GAO reviewed operational and proposal plans under which hospitals make incentive payments to physicians for reducing the cost of treating patients and determined that: (1) such plans can provide physicians too strong an incentive to undertreat patients when the decision about whether to pay the incentive is based on the physician's success in keeping down the costs of only a few patients; and (2) the costs of treating any one patient may have a decisive effect on the incentive payment, giving the physician a strong financial incentive to reduce the level of care given that patient, possibly below the level necessary to provide quality care. GAO noted that: (1) Medicare provisions were designed to deter abuse under a cost reimbursement system, typically overuse of services, not the prospective payment system's more likely abuse of underprovision of services; and (2) while some provisions have been adapted to deal with the changed incentives, they deal with quality of care problems on a case-by-case basis after the fact and do not address physician incentive plan features. GAO believes that several such features could be prohibited, or required, to deter potential abuse.

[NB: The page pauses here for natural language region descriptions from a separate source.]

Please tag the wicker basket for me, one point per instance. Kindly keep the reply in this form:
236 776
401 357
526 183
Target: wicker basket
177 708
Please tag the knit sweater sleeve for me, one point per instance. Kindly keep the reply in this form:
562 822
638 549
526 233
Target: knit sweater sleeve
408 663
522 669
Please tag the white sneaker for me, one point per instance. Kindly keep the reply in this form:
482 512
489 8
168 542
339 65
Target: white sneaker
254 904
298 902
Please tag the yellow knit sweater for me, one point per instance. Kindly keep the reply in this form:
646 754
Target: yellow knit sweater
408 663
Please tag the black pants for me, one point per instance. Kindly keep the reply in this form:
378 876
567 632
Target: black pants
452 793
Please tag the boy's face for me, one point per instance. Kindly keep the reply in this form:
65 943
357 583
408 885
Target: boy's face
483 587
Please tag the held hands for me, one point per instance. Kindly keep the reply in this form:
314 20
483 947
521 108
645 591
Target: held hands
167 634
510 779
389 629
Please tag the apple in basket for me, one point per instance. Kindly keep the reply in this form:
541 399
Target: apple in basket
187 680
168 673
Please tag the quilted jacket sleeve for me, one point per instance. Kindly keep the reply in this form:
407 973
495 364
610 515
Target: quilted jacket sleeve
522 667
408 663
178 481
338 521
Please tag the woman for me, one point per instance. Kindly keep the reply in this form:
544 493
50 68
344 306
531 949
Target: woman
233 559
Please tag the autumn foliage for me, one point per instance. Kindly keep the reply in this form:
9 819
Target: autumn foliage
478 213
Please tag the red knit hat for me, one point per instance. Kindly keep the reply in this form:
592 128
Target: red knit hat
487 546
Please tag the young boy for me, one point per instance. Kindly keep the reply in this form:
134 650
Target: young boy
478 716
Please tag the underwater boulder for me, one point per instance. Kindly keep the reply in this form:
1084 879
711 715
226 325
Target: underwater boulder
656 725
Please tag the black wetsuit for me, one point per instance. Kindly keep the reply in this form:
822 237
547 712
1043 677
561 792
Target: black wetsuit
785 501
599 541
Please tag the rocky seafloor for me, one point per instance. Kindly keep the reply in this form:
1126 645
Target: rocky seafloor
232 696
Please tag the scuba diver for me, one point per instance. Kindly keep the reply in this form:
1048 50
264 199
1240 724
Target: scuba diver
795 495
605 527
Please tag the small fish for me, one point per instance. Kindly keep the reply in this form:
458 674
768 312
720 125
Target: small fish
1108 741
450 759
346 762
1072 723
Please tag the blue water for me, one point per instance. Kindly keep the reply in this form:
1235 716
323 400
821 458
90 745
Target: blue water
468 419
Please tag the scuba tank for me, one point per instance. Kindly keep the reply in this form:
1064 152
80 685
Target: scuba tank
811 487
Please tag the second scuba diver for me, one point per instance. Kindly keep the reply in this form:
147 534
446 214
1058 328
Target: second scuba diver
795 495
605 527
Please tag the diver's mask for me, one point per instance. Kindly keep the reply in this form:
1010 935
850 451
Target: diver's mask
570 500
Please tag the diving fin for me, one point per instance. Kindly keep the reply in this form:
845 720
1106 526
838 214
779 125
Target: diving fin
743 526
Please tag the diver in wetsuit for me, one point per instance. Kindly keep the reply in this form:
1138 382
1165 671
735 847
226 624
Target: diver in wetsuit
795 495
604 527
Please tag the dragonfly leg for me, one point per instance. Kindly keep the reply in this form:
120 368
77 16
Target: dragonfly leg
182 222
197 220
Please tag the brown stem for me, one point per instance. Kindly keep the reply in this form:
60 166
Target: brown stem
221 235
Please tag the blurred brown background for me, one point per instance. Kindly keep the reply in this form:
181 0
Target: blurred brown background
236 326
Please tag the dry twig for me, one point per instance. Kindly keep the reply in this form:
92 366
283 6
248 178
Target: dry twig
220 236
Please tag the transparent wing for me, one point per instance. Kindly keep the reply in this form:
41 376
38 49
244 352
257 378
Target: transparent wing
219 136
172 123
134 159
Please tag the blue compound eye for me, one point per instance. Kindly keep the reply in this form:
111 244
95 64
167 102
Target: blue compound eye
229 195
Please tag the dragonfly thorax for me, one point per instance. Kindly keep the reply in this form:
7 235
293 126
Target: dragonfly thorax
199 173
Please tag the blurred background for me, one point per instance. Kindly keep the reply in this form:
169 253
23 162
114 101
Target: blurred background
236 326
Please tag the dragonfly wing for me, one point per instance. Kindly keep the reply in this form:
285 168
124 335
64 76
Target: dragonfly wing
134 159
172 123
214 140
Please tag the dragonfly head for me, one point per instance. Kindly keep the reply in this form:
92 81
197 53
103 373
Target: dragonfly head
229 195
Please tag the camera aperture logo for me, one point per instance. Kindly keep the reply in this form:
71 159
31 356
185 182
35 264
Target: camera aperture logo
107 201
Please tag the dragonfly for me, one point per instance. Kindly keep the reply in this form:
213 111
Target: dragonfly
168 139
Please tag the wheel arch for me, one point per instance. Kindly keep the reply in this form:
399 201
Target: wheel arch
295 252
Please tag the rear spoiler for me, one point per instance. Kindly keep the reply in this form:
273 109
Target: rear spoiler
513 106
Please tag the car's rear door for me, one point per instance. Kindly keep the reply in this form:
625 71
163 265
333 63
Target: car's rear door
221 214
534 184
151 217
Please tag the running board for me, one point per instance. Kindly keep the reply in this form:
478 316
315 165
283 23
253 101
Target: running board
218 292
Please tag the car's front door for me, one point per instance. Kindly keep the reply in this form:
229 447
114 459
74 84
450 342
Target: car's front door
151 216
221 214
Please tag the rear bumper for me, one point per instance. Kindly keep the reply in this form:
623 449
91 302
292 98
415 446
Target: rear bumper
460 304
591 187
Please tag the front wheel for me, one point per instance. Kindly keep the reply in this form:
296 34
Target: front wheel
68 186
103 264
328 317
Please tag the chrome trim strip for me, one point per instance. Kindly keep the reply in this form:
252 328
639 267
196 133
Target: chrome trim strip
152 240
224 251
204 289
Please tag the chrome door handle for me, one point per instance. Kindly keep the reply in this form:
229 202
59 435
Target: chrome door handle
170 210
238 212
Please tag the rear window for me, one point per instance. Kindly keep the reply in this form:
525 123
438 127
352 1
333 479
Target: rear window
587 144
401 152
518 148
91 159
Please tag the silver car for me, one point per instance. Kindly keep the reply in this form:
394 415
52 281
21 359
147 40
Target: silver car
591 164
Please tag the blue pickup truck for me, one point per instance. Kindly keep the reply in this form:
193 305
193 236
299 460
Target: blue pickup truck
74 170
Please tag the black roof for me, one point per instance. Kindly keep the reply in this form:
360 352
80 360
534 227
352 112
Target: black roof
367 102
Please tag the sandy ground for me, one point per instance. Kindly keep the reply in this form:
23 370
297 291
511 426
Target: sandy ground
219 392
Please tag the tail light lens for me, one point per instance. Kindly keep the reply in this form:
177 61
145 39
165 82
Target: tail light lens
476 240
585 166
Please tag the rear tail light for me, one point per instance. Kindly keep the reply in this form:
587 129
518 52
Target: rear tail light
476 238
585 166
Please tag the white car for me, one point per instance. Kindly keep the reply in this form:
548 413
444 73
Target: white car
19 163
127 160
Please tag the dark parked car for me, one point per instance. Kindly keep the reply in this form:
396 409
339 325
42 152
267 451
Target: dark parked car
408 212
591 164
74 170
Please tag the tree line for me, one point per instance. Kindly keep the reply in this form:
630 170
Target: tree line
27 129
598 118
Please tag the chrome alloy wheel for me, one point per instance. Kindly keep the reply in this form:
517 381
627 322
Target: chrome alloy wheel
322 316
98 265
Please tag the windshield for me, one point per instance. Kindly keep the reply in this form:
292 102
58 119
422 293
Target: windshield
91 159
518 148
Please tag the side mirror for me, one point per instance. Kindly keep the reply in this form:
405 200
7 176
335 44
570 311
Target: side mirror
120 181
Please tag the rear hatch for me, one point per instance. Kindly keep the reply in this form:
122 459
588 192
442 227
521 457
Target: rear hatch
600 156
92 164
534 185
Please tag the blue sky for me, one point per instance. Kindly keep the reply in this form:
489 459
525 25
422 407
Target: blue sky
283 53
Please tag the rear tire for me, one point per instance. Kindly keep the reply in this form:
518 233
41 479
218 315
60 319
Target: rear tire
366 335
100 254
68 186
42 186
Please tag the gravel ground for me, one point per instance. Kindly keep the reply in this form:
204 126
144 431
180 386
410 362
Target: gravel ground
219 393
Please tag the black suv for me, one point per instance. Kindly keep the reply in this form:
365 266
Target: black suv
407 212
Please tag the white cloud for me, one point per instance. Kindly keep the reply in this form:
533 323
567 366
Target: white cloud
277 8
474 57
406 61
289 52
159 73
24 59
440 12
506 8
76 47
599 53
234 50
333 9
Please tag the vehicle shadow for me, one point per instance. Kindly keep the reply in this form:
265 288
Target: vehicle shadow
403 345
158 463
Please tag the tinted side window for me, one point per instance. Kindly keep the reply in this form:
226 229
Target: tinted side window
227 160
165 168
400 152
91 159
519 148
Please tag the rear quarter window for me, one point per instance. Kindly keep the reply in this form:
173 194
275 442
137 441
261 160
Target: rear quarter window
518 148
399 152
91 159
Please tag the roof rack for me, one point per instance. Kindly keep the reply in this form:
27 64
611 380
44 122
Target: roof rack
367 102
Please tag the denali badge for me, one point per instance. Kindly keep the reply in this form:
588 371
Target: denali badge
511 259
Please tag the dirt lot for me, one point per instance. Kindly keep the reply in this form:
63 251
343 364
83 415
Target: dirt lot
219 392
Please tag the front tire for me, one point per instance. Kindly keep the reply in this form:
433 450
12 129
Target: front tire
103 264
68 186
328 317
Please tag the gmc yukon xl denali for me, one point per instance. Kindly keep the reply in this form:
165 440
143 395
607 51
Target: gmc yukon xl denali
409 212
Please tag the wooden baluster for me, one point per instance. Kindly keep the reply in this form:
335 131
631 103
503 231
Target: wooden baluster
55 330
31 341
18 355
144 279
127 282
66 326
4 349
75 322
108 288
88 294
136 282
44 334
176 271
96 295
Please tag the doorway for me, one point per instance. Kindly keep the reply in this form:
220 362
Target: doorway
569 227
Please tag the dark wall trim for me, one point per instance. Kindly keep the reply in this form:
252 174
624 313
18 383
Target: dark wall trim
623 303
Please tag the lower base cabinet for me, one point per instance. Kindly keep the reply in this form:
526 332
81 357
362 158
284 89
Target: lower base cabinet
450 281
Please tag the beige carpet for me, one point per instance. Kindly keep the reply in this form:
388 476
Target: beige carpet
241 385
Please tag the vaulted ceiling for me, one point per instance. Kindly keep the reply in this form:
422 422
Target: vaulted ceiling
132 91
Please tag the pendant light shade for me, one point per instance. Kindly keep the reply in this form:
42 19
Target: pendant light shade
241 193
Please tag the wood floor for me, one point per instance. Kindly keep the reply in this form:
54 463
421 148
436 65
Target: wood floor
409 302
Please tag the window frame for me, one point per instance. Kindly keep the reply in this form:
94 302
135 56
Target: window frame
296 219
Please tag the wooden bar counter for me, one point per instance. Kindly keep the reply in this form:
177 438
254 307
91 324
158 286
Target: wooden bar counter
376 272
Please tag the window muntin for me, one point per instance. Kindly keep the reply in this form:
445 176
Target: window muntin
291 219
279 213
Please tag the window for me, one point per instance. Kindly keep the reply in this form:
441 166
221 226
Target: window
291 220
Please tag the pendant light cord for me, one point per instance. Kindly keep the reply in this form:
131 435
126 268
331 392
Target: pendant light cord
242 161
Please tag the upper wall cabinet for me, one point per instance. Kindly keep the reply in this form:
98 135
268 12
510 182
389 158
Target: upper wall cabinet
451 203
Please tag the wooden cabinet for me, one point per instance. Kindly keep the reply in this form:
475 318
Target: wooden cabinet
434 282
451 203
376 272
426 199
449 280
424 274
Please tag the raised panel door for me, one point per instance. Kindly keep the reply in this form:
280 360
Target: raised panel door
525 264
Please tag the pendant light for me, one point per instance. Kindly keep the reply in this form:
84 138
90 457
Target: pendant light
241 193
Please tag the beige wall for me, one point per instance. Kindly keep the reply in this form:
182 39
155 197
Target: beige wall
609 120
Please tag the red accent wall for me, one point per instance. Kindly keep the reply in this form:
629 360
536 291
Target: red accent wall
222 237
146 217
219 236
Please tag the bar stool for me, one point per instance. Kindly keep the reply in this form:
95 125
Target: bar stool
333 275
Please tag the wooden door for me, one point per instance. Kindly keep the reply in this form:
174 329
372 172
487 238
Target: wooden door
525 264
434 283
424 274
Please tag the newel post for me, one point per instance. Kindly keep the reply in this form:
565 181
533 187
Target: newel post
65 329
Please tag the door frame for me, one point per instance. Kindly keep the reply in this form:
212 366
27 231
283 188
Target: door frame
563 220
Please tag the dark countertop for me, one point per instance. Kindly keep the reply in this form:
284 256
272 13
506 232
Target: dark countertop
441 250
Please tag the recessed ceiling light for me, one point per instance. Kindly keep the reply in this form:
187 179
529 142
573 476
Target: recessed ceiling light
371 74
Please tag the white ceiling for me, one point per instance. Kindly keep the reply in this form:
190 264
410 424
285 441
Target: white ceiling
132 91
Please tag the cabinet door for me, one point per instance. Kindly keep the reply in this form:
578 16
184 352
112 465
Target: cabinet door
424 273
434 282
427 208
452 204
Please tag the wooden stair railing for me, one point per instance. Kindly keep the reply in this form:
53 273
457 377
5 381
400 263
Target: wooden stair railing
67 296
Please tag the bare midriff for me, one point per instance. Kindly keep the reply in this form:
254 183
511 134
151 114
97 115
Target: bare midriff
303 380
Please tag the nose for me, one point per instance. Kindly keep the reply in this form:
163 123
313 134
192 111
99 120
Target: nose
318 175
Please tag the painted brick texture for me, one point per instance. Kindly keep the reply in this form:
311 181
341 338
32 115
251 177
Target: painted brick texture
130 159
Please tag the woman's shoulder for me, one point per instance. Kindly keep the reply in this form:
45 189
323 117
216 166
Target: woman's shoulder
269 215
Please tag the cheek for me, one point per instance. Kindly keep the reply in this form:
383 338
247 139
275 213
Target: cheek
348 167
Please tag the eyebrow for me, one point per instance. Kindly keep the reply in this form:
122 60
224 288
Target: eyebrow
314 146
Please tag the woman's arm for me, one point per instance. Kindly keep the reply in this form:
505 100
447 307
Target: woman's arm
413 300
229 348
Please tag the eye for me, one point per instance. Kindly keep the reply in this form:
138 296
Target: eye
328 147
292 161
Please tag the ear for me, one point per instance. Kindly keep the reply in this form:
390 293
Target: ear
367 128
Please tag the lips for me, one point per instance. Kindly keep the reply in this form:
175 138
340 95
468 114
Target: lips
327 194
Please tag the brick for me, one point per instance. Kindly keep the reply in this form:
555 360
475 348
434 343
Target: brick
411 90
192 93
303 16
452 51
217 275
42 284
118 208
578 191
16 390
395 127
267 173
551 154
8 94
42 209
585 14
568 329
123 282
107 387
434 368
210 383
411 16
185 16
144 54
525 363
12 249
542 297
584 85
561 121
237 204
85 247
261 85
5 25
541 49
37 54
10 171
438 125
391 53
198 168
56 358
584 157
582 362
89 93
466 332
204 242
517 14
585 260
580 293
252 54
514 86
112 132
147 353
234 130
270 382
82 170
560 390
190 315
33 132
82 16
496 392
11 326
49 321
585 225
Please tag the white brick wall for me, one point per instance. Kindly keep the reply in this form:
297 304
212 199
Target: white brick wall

Matter for Congressional Consideration

  1. Status: Closed - Implemented

    Comments: Congress prohibited the payment of incentives to physicians for reducing or limiting services to Medicare and Medicaid patients through a provision in the Omnibus Budget Reconciliation Act of 1986. A civil monetary penalty was also authorized for violations of the provision.

    Matter: In considering legislation to modify the Medicare statute to place additional restrictions on physician incentive plans, the House Ways and Means Committee, Health Subcommittee, may wish to consider prohibiting incentive plans unless hospitals base the decision of whether to pay an incentive on the cost performance of multiple physicians over an extended period of time. In addition, the Subcommittee may wish to consider requiring that such incentive plans: (1) include explicit arrangements for utilization and quality review; and (2) not base the amount of incentive payments solely on each individual physician's cost performance.